Correct/ :slight_smile:

Yes, indeed. You have it.


I’ve spent about 4 hours of demo trading this strategy this weekend. What I experience is that I’m getting a feel for how the market moves during the trades. As a beginner who’s just starting out, should I just stick to the strategy mechanically or is it ok to start following my intuition? Like, I modify the stop loss, set higher take profits etc. I don’t want to develop bad habits :wink:

Apologies for butting in. I know you weren’t asking me.

I would say definitely “mechanically.”

Even if your intuitions are good, as a beginner you need to try to start out confidently with a system that you KNOW works properly.

If you allow yourself “intuition” in the early stages, and a wheel comes off at some point (which it probably will) you won’t know whether or not you’re doing the right thing, whether you’ve “just been unlucky,” whehter you’ve done something wrong (let alone “what”), and a whole bunch of answers to other questions that it’s important to know and learn. These are problems you must avoid. They’re exactly how most people go wrong.

I would say start trading slowly and gently, very mechanically indeed. After 3 or 4 months steady progess, then maybe try a little the “intuition way,” separately, on a demo account (or a “separate demo account” if you’re on a demo account anyway), and monitor that independently for another 3 or 4 months.

Then start thinking about maybe varying things a little.

But don’t try to take the R above 1.0: that will not work well, for you, overall. And overall is all that matters.

My perspective, anyway.

If you do this well, efficiently, accurately, smoothly, reliably etc, etc, after a few months you’re going to be WELL ahead of where most beginners are. Which is where you need to be. Very, very few people make it, remember.
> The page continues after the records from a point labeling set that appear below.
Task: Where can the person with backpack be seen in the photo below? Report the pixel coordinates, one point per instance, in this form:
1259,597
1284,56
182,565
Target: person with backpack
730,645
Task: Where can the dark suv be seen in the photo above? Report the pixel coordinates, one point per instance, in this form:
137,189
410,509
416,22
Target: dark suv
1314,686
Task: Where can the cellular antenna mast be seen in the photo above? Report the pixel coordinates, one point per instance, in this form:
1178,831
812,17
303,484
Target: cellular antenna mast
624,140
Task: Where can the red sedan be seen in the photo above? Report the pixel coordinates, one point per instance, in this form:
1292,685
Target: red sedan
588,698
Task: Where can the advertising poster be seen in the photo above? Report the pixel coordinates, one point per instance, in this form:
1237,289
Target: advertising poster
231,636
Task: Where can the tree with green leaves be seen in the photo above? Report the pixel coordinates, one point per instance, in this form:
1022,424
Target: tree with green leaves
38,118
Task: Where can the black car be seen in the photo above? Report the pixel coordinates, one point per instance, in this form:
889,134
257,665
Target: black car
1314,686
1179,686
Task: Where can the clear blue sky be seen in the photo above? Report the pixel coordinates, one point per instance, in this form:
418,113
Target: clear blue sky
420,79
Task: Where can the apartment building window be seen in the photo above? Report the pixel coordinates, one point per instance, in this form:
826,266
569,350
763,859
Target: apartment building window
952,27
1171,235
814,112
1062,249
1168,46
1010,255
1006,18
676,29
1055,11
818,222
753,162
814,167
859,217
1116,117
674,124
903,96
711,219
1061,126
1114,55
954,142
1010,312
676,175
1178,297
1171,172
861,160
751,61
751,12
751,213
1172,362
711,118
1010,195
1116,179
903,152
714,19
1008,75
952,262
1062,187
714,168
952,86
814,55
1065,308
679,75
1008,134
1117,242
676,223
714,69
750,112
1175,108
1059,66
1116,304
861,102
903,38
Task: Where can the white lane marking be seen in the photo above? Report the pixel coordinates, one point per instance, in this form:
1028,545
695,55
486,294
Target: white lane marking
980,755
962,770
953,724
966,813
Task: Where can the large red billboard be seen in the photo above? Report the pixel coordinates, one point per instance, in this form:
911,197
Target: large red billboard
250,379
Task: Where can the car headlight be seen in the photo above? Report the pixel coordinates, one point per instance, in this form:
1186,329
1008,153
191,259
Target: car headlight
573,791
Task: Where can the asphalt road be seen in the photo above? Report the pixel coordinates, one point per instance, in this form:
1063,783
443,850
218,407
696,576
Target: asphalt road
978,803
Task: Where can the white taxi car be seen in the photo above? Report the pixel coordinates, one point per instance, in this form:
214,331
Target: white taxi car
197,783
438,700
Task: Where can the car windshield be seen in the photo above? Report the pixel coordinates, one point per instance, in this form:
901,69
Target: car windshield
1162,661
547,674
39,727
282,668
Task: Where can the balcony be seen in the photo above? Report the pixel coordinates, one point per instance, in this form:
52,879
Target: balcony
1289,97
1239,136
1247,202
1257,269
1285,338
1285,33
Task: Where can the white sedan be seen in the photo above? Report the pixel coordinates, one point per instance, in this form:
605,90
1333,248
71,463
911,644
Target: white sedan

But you ought to, because judging by your whole approach and the questions you ask, you are - even just starting out - way ahead of the field anyway. :sunglasses:

It would be sad indeed to see you led astray by misguided/ill-informed folk in any forums!


By all means, please butt in. Your replies are highly appreciated. I’m a beginner to this in so many ways. Hence all the questions. I’ve never truly analyzed things this way before and I now see that gathering data is very important.

I asked the above question because I had 2 very different trading sessions. The first was a market that was intuitively easy to read. Very bullish. And I saw that I could start modifying to enhance profits and minimize losses. Then I started trading a market that was very volatile and difficult to read. Based on your answer above, I realize the importance of doing this mechanically for quite some time and gather data. My mind really wants to jump ahead and get down to making money. But all past experiences tells me I need to commit to the long run. It’s not a sprint, but a marathon.

I trust that when I’ve gathered data over several months, I can see which pairs are good for me, what times that are beneficial, what kind of trend in most comfortable with etc. And for that I just need a good system for gathering the data and later analyze for patterns. Right now in using c trader and screenshot the sessions history together with the results from the session. If there are suggestions one how to improve, please butt in :wink:


I don’t want to say anything that might detract from what @Pipsteroid and @TruncatedUsernam have said above, and I don’t intend to, because they know more than I do.

But if you want to start varying stuff, experimentally, with that Magic-100 method (after a few months, I mean, certainly not now!) the thing to try and vary might be the MA-100 itself.

For example, there’s an only slightly different version of that method which uses two MAs set at 30 and 70, or 30 and 75, instead of one MA set at 100. The bias is long only when the 30 is above the 75 and both are rising, and short only when the 30 is below the 75 and both are falling.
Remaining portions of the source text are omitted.